Author Liang Hong (China Daily) |
Village life is not what it used to be.
Liang Hong's new book, Going Out of the Liang Village, documents life in today's villages, showing things are far from idyllic.
The rural hubs are fast emptying, with residents in the prime of their lives moving away.
Liang, a professor of Chinese literature from China Youth University for Political Sciences, comes from Liang village in Henan province. She has spent the past two years trailing her former fellow villagers.
Many Liang villagers have left their land to become factory workers, oil pump mechanics, security guards and pedicab drivers in cities. Some have moved to the westernmost part of the Xinjiang Uygur autonomous region, some are in the southern Guangdong province, some in Inner Mongolia while some have traveled as far as Spain.
For the past 30 years, they have been abandoning the village, leaving their elderly parents and young children behind.
These migrant workers have no plans to return, but they haven't found a new home either, Liang says.
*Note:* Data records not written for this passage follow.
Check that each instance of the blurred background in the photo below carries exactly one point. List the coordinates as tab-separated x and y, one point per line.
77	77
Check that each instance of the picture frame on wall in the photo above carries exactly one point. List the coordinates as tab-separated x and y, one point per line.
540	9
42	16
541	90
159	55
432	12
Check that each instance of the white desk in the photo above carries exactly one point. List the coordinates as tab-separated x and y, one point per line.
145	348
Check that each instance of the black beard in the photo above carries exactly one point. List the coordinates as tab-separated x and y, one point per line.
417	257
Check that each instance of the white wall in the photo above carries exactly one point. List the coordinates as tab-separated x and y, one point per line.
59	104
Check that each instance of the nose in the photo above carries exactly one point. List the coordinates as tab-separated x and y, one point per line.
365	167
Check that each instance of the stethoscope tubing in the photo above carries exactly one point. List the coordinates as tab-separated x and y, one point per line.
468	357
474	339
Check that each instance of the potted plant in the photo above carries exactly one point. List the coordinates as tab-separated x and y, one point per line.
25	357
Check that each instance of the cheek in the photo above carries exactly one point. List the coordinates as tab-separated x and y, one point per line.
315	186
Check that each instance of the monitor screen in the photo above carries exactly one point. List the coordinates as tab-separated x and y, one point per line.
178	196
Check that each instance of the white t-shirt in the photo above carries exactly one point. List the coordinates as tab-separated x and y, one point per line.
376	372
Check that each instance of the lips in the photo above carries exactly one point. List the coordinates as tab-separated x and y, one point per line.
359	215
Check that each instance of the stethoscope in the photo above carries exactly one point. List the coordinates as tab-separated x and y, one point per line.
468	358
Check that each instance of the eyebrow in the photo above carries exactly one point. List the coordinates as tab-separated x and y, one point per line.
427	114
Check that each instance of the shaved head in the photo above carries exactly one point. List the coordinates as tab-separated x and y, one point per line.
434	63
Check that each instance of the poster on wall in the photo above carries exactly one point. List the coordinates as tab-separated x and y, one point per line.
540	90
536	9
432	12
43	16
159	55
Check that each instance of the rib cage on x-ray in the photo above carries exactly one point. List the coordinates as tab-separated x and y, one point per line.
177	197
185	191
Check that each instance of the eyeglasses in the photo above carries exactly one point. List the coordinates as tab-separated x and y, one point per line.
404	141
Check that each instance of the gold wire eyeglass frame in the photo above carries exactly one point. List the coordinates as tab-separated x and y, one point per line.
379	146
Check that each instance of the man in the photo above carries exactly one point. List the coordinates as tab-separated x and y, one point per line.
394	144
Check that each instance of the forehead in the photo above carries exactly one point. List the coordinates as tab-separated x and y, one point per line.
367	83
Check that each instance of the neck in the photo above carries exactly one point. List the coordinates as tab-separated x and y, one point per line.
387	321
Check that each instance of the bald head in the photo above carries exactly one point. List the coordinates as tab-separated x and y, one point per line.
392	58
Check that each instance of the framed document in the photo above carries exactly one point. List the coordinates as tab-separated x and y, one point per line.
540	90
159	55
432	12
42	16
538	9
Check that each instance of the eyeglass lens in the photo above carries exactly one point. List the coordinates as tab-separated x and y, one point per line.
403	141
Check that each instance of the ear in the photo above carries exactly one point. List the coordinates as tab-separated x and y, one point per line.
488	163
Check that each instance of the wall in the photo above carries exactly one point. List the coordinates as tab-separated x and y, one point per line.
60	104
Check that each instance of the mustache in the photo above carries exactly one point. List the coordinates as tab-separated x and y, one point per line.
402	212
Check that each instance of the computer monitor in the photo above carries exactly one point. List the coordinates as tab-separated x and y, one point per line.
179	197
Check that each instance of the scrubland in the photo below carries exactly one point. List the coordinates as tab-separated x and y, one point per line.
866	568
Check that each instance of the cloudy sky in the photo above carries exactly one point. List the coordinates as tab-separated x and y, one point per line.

The farmers-turned-wage-earners don't feel a sense of belonging in cities and still cling to their countrymen miles away from home.
The book profiles migrant workers from the village who still live together, mostly in makeshift housing because their lives are far from "permanent". They don't make new friends in their new homes, even though some of them have stayed in one place for 30 years.
"We are used to sticking to one cell phone number so that we don't lose touch," the 40-year-old author says. "The villagers are quick in ditching theirs, getting new numbers without notice as they move."
These people are estranged from the city.
"They are less respected because of their backgrounds. They're detached," Liang writes in the book.
The biggest problem, the author observes, is that they can't afford to have their family there.